Хастияр перевёл его вопрос.
— Нет, нет! — поспешно замотали головами амореи. Видать знали обычаи хеттов, в государстве которых за подобное полагалась смертная казнь, — но скотину порезали всю!
— Так чего же вы просите у великого царя? — Хастияр начал чувствовать, что ему опять становилось худо и пора заканчивать разговоры.
— Хотим, чтобы великий царь заплатил нам за хлеб, за женщин, и за наш скот — и за лошадей, и за овец, и за всё наше имущество.
— О, мы ещё и за воинов фараона должны заплатить! Ничего себе! — возмутился Гасс, когда Хастияр рассказал емё, чего они просят.
Амореи согласно закивали. Лица их выражали только одно — заплатите нам за имущество, которое было у нас и которого не было, а иначе… Что они иначе сделают, Хастияр не придумал. Следом за мицрим побегут?
— Это дело важное, — согласился Хастияр. И подумал, что в первую очередь надо сказать об этом отцу. Хотя, к каждому из землевладельцев страны Амурру, которые сейчас изображали бедных крестьян, шпиона не приставишь.

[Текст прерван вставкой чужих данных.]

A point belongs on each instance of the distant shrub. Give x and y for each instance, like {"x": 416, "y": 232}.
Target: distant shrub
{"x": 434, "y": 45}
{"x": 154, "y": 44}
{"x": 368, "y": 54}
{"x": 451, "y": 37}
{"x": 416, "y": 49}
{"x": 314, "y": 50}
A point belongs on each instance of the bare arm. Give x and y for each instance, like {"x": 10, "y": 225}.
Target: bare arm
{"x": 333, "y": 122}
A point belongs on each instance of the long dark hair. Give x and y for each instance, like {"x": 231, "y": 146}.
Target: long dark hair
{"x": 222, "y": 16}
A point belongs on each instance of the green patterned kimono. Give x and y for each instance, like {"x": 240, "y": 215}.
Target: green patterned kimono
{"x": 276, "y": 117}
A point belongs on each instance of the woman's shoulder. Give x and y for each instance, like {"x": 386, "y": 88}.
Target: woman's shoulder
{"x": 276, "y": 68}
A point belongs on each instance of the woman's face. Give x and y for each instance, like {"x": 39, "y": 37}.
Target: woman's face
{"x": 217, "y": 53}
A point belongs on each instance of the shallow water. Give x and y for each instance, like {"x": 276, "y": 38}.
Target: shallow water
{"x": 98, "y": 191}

Глава 7. Свидания и праздники
— Много славных воинов пало в той сече. Цари сильнейших царств мира там встретились, дабы померяться силой. Нынешние-то басилеи Пелопсова острова пышнопоножным героям и великим царям Муваталли и Риамассе не выше оных поножей будут. Но оказались цари равны по силе, равны по богатству, равны в воинском искусстве. И никто не смог победить. Так и разошлись два великих войска, одно на север, другое на юг.
Троянец умолк. Повисла долгая пауза. Козопасы задумчиво смотрели на чахлое пламя разведённого наскоро костерка. Дождь перестал, но выбираться из-под крыши полуразрушенного храма никто не спешил.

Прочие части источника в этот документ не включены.